Tertiary Analysis¶
Tertiary analysis in AIVA provides a unified workspace where the data table and AI chat are displayed side by side. This layout is designed for focused, per-sample variant interpretation. You can filter, sort, and flag variants in the table while simultaneously querying AIVA for context, literature, and computational analysis.
Accessing Tertiary Analysis¶
- Navigate to the Analysis section from the main navigation.

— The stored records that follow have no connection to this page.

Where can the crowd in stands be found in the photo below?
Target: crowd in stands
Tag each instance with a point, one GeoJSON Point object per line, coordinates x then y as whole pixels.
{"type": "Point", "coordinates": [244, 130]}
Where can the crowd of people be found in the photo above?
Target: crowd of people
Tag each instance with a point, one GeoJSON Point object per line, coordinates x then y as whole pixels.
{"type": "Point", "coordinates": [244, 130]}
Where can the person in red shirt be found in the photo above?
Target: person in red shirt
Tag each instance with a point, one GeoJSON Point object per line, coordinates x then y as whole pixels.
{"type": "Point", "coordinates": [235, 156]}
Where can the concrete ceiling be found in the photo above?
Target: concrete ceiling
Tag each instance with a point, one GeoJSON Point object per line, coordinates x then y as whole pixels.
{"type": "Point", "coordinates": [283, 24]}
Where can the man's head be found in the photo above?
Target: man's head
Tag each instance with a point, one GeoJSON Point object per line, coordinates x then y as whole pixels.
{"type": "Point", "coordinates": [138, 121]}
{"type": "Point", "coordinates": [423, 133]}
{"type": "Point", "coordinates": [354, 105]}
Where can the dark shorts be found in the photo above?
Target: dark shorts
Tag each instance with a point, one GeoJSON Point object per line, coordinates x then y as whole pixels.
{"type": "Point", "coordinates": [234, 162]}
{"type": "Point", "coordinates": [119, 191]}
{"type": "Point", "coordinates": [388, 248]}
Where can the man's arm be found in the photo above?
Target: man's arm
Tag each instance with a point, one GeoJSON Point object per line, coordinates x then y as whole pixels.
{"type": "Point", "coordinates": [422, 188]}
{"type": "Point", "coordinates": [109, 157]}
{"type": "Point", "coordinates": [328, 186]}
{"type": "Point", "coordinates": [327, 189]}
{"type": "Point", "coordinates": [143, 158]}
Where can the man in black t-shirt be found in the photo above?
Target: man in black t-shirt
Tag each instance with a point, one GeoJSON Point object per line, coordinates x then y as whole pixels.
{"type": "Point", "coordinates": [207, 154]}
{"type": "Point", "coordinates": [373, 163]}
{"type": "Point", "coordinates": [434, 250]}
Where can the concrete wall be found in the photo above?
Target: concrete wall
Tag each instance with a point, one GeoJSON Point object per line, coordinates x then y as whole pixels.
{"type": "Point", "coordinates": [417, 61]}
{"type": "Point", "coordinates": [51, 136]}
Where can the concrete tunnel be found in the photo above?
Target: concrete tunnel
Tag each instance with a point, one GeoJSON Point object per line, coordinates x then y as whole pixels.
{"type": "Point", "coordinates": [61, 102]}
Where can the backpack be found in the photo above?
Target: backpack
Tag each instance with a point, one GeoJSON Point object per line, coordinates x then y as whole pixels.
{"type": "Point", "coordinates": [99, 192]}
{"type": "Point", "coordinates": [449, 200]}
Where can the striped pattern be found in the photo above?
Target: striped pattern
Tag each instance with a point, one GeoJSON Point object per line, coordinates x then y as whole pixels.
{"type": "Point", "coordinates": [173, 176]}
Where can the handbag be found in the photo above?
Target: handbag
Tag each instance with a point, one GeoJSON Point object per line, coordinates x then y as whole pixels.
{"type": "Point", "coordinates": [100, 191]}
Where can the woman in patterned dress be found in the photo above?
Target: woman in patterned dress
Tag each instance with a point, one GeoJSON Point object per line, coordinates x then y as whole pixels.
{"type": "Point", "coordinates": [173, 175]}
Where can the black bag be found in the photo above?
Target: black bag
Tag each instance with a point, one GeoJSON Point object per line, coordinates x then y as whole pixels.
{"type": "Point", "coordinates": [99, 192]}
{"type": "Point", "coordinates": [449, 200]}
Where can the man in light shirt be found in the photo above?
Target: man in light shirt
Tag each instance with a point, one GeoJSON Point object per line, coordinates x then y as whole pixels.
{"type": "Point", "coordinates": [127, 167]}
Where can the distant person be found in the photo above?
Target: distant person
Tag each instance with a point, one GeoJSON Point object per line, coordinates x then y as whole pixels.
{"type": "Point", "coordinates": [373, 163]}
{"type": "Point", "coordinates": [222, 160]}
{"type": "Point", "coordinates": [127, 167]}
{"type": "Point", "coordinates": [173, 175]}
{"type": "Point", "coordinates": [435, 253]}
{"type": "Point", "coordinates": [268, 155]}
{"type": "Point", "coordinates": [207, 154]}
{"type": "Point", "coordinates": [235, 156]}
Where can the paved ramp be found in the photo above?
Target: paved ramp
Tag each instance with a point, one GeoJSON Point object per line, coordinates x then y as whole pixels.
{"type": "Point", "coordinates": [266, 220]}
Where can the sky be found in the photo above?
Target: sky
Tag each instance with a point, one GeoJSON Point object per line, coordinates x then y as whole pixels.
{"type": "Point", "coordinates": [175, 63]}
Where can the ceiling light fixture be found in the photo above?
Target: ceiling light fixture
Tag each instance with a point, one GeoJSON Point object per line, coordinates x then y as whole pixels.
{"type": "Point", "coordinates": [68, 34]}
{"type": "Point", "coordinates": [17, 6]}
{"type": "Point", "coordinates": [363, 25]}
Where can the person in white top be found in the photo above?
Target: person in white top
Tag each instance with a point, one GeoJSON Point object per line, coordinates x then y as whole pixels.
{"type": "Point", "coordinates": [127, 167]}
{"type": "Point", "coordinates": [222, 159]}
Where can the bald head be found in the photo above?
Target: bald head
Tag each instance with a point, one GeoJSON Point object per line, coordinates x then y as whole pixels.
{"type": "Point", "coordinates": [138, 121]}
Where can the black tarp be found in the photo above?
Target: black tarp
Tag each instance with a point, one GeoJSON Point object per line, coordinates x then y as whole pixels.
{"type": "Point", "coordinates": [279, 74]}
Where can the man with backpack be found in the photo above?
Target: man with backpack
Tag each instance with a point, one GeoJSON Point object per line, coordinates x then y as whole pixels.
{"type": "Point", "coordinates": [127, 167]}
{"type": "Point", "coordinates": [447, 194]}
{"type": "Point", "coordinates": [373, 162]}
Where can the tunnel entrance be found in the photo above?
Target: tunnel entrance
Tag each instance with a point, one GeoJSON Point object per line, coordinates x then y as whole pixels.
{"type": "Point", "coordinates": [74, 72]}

- Select a sample from the sample list.
- The tertiary analysis view opens with two panels:
- Left panel: The Data Table displaying the sample's variant data.
- Right panel: An AIVA Chat session scoped to the selected sample.
Layout and Workflow¶
The side-by-side layout enables a continuous interpretation workflow:
Data Table Panel¶
The left panel provides the full data table experience:
- All columns are available via the column chooser, including VCF fields, INFO subfields, and Small Variant Annotation / Structural Variant Annotation columns.
- Filtering lets you narrow the variant list using text, numeric, date, and multi-select filters.
- Sorting by any column to prioritize variants of interest.
- Variant flagging directly in the table to mark variants as Pathogenic, VUS, Benign, etc. See Variant Flagging.
- Threaded comments on individual variants for discussion and documentation. See Threaded Comments.
- ACMG classification accessible from the variant row for evidence-based assessment. See ACMG Classification.
AI Chat Panel¶
The right panel provides a chat session connected to the selected sample's data:
- AIVA can query the sample's data directly using the Genomic Data Query tool.
- Ask questions about specific variants visible in the table, or request summaries across the entire dataset.
- Use Variant Annotation for real-time ClinVar, gnomAD, and prediction score lookups.
- Search literature with the Biomedical Literature tool and the web for evidence.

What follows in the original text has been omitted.